A downward-turning economy can be a major stress for business executives, managers and small business owners. Not only do you feel responsible for your own financial stability, but that of your employees as well.
Perhaps, you've already come to grips with the fact that it's likely you'll have to let go a large portion of your employees like many, name-brand tech companies have done recently. But are there other ways to cut business costs without laying off employees - or at least as many?
Business automation is a possible solution, and you don't have to be a large company to leverage the opportunities it provides.
The best way to think about automating your business is by assessing what tasks are done by you or your employees on a regular basis. Tasks that are repetitive. Is there something that needs to be done at the beginning of a new month? Or an email that gets sent to a certain group of individuals when something happens?

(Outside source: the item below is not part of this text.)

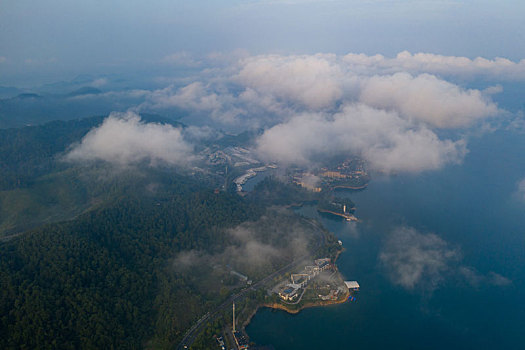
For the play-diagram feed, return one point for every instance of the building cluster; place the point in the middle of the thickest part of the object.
(300, 280)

Many of these tasks are what they are and there can't really be any better way to do them. But, I would bet, that many others could be automated to an extent which would save you time on repetitive tasks and allow you to spend more of that time on sales calls, or building and growing your business - the things that you're actually good at!
I've been compiling a list of automation ideas that any company can leverage, big or small, sorted them by category and put them below.
I believe that by leveraging one or more of the automations below, your company will be in a stronger position to not only last but succeed in any economy.
Human resources
- Employees managing their timesheets
- Messaging back and forth with employees, or groups of employees
- Company-wide or location-specific announcements
- Generating and distributing paystubs
- Onboarding new employees
- Creating and distributing schedules
- Sharing important documents
Marketing
- Managing and optimizing paid search campaigns
- Email marketing, drip campaigns, form responses
- Social media scheduling and posting, messaging
- Upselling current customers
- Cross-selling
- Database management
- Analytics reporting
Finance
- Scheduled reporting
- Accounts payable (invoicing, subscriptions)
- Creation and distribution of customer receipts
Sales
- Lead generation
- Sales funnels
- Customer contact messaging
- Proposal development
- Scheduling of calls and meetings
- Customer relationship tracking (CRM)
Customer service
- Chatbots
- Support pages
- Filtering support requests to correct person or department
General production
- Project management
- Website publishing, image resizing
- Email inbox management
- Team meetings
Did I miss anything? How else can a business automate and save on long-term costs?